Nicola Chiechi arrivò dalla natia Puglia a Stigliano a metà degli anni ’60, per dirigere in una fase molto delicata il locale Ufficio del Dazio, che aveva competenza anche per Aliano, Cirigliano e Gorgoglione. Nell’impegnativo incarico mostrò subito rare doti di competenza e di rettitudine. Nei primi tempi, però, incontrò non poche difficoltà di ambientamento, sia perché non era abituato al clima rigido degli inverni stiglianesi, sia perché non gli fu agevole adattarsi agli usi e ai costumi locali. Gli parve anche di essere capitato in un mondo chiuso e diffidente, ma presto i timori svanirono e poté prendere atto del grande senso di ospitalità e di accoglienza della comunità stiglianese In ciò fu aiutato dal fatto che, essendo un cattolico fervente, frequentò da subito la Chiesa locale. Trovò così un punto di riferimento in don Paolo, che anche in quel frangente mostrò di essere, per dirla con l’antico poeta greco Pindaro, “xeìnois thaumastòs patér”, un mirabile padre per i forestieri. Lasciamo allo stesso Nicola l’incarico di ricordare e di raccontare:

«Una delle persone che si rivelò subito disponibile nei miei confronti fu don Paolo Scavone, allora sacerdote preposto presso la borgata di Gannano. Era un vero “curato di campagna”, con quella particolare e povera zimarra, che sarebbe certamente piaciuta a Giovanni Maria Vianney e a don Tonino Bello. Don Paolo fu per me un amico sincero, sempre vicino nei momenti di bisogno con un messaggio di speranza e fiducia. Ricordo che la piacevole compagnia di don Paolo era richiesta da una miriade di giovani, che gli volevano tanto bene. Egli si intratteneva assiduamente con Giovanni Lacetera, Antonio Cirillo, Salvatore Capalbi, che diventarono naturalmente anche miei amici. Don Paolo trovava sempre uno spazio per coinvolgerci nella recita del Santo Rosario, con una particolare coroncina che aveva portato da Lourdes e che teneva costantemente tra le sue mani».

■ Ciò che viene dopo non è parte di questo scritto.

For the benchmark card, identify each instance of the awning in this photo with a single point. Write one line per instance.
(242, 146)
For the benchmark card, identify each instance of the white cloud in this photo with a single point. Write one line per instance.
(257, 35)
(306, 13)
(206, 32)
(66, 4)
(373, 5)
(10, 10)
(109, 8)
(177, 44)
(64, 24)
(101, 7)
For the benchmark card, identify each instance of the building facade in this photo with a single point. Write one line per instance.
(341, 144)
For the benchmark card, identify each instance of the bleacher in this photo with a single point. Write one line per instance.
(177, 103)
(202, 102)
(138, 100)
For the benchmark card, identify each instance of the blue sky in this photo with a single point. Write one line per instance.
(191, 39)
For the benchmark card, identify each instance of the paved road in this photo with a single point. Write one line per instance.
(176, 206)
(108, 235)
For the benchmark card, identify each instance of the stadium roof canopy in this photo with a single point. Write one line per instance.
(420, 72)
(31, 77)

Nacque, insomma, un’amicizia solida, destinata a durare per sempre. Diventarono inseparabili e anche a Nicola toccò più volte di fare compagnia all’amico, accompagnandolo con il suo Maggiolino rosso in varie peregrinazioni anche fuori regione. Si recavano spesso a Tricarico e a Tursi per incontrare gli amatissimi vescovi Bruno Pelaia e Secondo Tagliabue, che era peraltro il padre spirituale di don Paolo. Ma la meta abituale era naturalmente Gannano. «Ricordo – racconta sempre Nicola – che in quella chiesa di campagna, sempre ben curata dall’umile sacerdote e ora purtroppo fatiscente, vi era una bella statua di Maria Ausiliatrice, ai piedi della quale don Paolo immancabilmente sostava in profonda meditazione. Questi, che poteva a prima vista sembrare un sacerdote superficiale, era invece molto profondo e aveva una particolare capacità nel far conoscere la vita dei Santi. E così, grazie a don Paolo, incominciai ad innamorarmi di don Bosco e della sua adorata Mamma Margherita, di Domenico Savio e della bella figura di Maria Ausiliatrice».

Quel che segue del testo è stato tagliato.